Must meet all three: How to name files - Jennifer Bryan
- Machine-readable
- Human-readable
- Sortable
dataset-name_time-granularity_grouping_year.extension
-
Lower case underscore naming convention
-
Descriptive file names
-
An underscore separates the different descriptors
-
Hyphens are used in place of spaces within descriptors
Descriptors
- Order file should be run (00-10)
- Dataset Name, Source, Location
- Time granularity (hourly, daily, minutely, yearly, etc.)
- Grouping categorizer ex ‘by-age’, ‘by-cd’, ‘by-cd-age’
- Date or Year
Examples:
- acs_unemployment_by-cd_2018.csv
- 😢 N_per_day_age_pop.csv → 🥳 nys_doc-population_daily_by-age
- No dots in variables names (not python friendly)
- Lower case underscore naming convention
- Descriptive
- Comment first use of variable (if not completely obvious)
- Functions and prior scripts should be referenced at the top of every file.
- Each file should do one thing.
- Functions or complicated cleaning or scraping should be put into its own script.
- Often is a .R or .PY script
- There can be a file that calls or references previous files. (One file to run it all or to produce final outputs)
- Often is a .RMD or .IPYNB or bash file
- Functions or complicated cleaning or scraping should be put into its own script.
- Avoid hard-coding values into your code.
- Recommend DRY code.

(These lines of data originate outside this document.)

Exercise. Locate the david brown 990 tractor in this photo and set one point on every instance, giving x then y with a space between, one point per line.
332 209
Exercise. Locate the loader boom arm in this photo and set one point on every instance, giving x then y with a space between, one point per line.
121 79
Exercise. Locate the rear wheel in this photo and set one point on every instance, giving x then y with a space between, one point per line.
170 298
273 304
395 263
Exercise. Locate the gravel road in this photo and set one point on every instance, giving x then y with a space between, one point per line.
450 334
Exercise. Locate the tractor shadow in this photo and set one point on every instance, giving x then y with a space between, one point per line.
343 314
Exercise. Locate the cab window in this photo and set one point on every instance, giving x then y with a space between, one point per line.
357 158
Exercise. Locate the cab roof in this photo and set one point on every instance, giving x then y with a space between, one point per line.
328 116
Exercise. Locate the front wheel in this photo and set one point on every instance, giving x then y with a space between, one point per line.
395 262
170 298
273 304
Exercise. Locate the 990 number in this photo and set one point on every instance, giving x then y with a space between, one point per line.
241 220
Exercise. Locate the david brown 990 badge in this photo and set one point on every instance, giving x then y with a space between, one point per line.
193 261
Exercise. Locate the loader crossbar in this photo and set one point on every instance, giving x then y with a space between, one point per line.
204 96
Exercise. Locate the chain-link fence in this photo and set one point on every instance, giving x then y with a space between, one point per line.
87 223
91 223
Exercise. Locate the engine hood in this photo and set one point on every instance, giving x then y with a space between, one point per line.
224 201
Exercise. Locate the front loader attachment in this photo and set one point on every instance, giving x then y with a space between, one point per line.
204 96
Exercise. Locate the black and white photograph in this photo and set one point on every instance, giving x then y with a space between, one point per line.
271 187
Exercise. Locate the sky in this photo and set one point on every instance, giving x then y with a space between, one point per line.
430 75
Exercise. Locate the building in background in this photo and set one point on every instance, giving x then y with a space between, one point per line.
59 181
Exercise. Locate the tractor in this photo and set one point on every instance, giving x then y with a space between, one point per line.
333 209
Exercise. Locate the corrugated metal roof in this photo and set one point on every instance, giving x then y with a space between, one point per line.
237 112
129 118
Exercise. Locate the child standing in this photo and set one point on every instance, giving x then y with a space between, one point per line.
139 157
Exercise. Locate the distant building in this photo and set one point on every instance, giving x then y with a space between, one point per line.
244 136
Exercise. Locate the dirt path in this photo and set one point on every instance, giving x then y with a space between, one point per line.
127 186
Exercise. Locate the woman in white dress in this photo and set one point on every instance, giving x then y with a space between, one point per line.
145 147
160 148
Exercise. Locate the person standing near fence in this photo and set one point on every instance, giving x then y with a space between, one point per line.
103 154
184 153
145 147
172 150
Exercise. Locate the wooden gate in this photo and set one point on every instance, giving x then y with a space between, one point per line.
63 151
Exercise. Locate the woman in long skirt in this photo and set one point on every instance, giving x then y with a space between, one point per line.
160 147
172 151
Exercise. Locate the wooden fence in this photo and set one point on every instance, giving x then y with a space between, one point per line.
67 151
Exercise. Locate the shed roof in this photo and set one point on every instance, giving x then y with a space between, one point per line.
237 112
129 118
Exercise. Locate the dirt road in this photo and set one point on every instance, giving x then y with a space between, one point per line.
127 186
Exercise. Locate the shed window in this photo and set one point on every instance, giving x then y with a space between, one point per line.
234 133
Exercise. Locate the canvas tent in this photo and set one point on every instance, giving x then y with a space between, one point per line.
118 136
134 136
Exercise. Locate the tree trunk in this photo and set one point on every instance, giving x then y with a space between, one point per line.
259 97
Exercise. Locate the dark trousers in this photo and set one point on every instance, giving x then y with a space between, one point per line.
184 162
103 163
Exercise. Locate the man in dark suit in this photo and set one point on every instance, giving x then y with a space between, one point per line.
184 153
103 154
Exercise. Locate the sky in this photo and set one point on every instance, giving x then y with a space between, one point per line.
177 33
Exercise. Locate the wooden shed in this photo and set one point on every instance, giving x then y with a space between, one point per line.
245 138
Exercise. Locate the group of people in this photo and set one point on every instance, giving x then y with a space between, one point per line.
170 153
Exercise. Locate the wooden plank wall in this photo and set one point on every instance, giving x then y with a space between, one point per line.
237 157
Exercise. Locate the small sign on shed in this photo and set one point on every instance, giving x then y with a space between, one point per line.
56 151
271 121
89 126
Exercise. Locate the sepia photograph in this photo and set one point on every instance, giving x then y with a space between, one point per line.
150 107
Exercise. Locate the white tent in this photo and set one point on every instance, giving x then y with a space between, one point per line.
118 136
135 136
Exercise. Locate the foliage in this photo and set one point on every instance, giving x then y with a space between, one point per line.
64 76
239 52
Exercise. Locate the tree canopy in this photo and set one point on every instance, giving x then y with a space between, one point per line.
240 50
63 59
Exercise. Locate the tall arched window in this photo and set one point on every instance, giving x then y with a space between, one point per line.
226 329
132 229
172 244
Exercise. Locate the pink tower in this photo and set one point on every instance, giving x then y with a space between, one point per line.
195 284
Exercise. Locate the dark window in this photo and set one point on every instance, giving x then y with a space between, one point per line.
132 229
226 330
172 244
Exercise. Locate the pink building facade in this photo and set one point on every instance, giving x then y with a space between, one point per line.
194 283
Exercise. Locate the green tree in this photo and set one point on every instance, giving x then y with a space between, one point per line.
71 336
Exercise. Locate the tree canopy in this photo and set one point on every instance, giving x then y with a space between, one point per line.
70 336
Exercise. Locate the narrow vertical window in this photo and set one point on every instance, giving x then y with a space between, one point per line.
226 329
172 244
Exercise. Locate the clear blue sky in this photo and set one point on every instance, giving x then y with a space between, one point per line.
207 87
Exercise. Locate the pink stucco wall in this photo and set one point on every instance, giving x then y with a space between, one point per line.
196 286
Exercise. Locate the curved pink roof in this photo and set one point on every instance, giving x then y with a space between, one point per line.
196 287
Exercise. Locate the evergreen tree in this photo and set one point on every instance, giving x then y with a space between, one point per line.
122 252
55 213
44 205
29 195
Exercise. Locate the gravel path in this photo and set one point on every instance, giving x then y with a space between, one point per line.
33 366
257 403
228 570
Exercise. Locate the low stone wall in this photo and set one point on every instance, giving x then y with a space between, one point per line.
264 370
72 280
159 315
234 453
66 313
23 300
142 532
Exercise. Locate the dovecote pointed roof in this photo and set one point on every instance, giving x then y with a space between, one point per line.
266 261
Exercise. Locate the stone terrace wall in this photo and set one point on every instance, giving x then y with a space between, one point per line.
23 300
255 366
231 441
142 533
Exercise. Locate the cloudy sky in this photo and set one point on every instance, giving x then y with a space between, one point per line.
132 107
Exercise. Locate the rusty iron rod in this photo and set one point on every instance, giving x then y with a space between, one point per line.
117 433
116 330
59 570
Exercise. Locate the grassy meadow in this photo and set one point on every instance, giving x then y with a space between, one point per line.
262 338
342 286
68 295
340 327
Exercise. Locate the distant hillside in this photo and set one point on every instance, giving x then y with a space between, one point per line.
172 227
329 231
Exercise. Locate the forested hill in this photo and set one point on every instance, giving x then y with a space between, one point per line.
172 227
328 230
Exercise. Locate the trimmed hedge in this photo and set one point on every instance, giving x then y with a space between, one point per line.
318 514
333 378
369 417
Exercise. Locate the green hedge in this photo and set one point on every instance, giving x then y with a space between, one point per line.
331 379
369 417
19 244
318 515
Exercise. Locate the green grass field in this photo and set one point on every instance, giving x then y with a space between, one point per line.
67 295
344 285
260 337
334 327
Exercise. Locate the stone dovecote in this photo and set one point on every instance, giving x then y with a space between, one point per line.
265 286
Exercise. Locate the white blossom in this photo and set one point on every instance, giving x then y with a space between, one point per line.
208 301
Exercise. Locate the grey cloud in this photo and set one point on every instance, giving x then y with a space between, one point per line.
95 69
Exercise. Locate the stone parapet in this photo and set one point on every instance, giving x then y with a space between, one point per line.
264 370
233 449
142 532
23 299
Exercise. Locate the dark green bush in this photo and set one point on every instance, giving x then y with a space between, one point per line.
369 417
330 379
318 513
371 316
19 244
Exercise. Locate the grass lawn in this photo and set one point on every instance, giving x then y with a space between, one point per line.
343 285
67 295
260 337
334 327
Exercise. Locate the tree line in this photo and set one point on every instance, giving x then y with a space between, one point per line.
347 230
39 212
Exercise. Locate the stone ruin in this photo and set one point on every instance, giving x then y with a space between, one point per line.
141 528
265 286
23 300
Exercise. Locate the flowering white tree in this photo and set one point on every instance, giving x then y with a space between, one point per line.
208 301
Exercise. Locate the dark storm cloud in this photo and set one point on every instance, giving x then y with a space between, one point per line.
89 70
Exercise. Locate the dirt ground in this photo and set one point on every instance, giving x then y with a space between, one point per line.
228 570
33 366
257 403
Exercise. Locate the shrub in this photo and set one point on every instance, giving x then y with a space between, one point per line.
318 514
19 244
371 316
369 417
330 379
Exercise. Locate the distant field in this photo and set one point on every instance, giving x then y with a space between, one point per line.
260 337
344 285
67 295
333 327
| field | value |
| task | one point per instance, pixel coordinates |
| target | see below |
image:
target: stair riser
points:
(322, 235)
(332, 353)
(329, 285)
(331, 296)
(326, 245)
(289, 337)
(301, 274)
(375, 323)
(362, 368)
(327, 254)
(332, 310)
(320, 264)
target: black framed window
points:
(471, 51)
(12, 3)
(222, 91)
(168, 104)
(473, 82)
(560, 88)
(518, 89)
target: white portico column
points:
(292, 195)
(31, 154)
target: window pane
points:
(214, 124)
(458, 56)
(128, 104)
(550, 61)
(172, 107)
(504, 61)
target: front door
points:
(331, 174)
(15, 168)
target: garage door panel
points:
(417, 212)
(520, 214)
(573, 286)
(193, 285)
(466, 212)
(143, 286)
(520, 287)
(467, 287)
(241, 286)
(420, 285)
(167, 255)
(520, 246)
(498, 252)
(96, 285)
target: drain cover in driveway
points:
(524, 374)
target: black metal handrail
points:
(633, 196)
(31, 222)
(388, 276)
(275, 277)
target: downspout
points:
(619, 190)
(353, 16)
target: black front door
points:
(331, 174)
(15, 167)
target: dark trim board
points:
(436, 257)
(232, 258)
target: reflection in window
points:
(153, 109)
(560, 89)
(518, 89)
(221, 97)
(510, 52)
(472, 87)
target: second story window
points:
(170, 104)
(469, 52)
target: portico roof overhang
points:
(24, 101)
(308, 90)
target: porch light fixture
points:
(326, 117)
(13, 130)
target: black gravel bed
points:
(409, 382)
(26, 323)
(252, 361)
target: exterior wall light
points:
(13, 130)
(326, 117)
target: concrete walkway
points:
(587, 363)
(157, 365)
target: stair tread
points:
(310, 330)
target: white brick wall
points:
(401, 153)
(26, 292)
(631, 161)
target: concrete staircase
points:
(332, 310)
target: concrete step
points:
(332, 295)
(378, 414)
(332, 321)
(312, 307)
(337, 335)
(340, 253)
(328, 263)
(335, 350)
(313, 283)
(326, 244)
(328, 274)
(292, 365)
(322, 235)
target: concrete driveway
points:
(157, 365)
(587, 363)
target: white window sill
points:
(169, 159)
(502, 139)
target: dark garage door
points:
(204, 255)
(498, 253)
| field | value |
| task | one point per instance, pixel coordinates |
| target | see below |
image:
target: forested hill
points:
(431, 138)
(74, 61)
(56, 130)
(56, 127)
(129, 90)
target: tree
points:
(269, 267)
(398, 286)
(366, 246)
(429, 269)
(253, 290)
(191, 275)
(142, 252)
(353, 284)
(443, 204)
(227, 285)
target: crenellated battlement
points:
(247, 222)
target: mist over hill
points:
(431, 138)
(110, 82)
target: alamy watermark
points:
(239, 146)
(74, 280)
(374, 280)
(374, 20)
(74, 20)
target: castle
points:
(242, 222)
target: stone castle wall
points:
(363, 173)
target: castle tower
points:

Turn repeated code into a function that takes the changes as parameters.
- Files that depend on other files require a numbered file name.
- Delineate sections of code
- Explain parameter choices of functions or hard-coded values
- Explain first use of variable (if not completely obvious)
There are two types of repositories: project and collection.
For project repositories:
- Each data request is its own repo.
- The Readme, About, and Tags are filled out.
- No passwords are ever shown on a repo.
- If there is no private data, then repo is destined to be public.
- When cleaning up a repo, old, unused code/data/visuals can be placed into an 'archived' called folder.